Na segunda intervenção no debate sobre o OE2020, Catarina Martins relembrou ao governo que “um Orçamento do Estado vale pela resposta que em cada momento dá aos problemas do país, pela diferença que faz na vida das pessoas”, acrescentando que “a proposta que o governo apresenta hoje não é melhor do que nos orçamentos anteriores. É a sua herdeira. Mas confundir o que se fez com o que é preciso fazer, é perigoso”.

“Estamos num novo ciclo, marcado dolorosamente pela crise da habitação, o ciclo onde a resposta à emergência climática tem de ser efetiva, em que os serviços públicos não podem esperar mais, o ciclo onde responder por quem trabalha e por quem trabalhou exige a coragem de grandes mudanças nos direitos do trabalho, na erradicação da precariedade e na reforma do sistema de pensões”, explicou.

A coordenadora do Bloco alertou também que “apesar de todas as medidas de recuperação de rendimentos – que na sua grande maioria mais não são que aplicação de decisões da anterior legislatura – quem aqui vive e faz contas ao fim do mês, não irá ter o aumento de que precisa e que é seu direito”.

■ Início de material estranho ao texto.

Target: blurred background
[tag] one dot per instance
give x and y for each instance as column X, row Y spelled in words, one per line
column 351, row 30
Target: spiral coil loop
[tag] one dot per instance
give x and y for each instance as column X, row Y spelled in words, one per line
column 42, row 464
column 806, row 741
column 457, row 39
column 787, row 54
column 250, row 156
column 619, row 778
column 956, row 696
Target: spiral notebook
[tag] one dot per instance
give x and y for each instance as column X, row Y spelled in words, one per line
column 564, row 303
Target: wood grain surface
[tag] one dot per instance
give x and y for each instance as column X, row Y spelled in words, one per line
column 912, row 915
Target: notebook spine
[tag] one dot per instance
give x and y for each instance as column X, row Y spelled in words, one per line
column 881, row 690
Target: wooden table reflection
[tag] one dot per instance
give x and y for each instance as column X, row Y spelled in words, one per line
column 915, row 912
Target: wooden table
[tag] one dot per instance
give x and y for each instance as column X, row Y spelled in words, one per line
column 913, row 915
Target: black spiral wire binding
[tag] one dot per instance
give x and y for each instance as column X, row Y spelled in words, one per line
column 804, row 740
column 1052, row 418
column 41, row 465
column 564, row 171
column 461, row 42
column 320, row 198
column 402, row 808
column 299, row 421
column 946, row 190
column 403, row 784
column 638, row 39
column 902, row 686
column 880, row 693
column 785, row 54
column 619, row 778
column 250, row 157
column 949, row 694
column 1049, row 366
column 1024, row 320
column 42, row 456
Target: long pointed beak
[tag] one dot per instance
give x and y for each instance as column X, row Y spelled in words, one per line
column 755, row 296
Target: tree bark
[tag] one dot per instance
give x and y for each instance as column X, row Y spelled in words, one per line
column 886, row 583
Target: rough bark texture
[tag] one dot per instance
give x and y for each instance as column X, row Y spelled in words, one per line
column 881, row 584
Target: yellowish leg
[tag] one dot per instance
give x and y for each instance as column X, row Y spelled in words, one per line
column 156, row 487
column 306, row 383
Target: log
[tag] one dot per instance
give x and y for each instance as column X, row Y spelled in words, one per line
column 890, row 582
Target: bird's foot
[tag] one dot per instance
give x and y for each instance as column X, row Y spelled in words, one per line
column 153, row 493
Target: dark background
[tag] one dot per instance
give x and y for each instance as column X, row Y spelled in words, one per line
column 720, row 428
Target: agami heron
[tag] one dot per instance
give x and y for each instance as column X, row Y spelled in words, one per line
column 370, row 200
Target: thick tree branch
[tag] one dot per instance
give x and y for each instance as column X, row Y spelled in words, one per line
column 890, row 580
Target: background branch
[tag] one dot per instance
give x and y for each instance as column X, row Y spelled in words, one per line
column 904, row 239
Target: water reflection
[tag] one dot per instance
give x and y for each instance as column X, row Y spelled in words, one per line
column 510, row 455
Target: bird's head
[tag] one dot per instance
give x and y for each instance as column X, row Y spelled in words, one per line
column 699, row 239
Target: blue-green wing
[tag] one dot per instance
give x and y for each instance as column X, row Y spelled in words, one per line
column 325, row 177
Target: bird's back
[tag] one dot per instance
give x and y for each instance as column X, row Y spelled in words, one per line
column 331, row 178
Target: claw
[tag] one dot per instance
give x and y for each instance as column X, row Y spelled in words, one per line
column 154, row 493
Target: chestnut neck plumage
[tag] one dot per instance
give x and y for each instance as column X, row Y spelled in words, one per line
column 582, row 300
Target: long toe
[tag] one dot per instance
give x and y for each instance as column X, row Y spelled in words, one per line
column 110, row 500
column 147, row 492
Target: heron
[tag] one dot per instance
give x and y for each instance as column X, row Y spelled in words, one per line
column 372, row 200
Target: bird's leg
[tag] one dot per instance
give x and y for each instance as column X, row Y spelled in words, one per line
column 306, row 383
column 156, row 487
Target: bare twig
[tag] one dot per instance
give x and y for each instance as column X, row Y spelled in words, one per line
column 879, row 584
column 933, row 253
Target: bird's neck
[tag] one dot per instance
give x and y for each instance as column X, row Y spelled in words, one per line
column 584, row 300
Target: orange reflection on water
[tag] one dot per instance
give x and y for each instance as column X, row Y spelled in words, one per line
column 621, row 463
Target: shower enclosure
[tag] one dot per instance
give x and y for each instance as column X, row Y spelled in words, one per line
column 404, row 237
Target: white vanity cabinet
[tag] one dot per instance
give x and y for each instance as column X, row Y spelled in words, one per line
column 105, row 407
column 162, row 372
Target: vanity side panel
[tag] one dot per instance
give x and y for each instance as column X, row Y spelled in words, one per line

“O orçamento afirma claramente que a timidez do investimento serve a estratégia de excedente como forma de pagar a dívida pública. É um mau sinal porque é um recuo político explícito face ao caminho dos últimos 4 anos. Afirmamos sempre que só o crescimento económico podia proteger o país. Assim se aumentaram salários e pensões contra as pressões de Bruxelas. E provámos que esse caminho era certo”, afirmou Catarina Martins, frisando que “ para o Bloco de Esquerda as prioridades são claras: aumentar os rendimentos de quem vive do seu trabalho e aumentar o investimento”.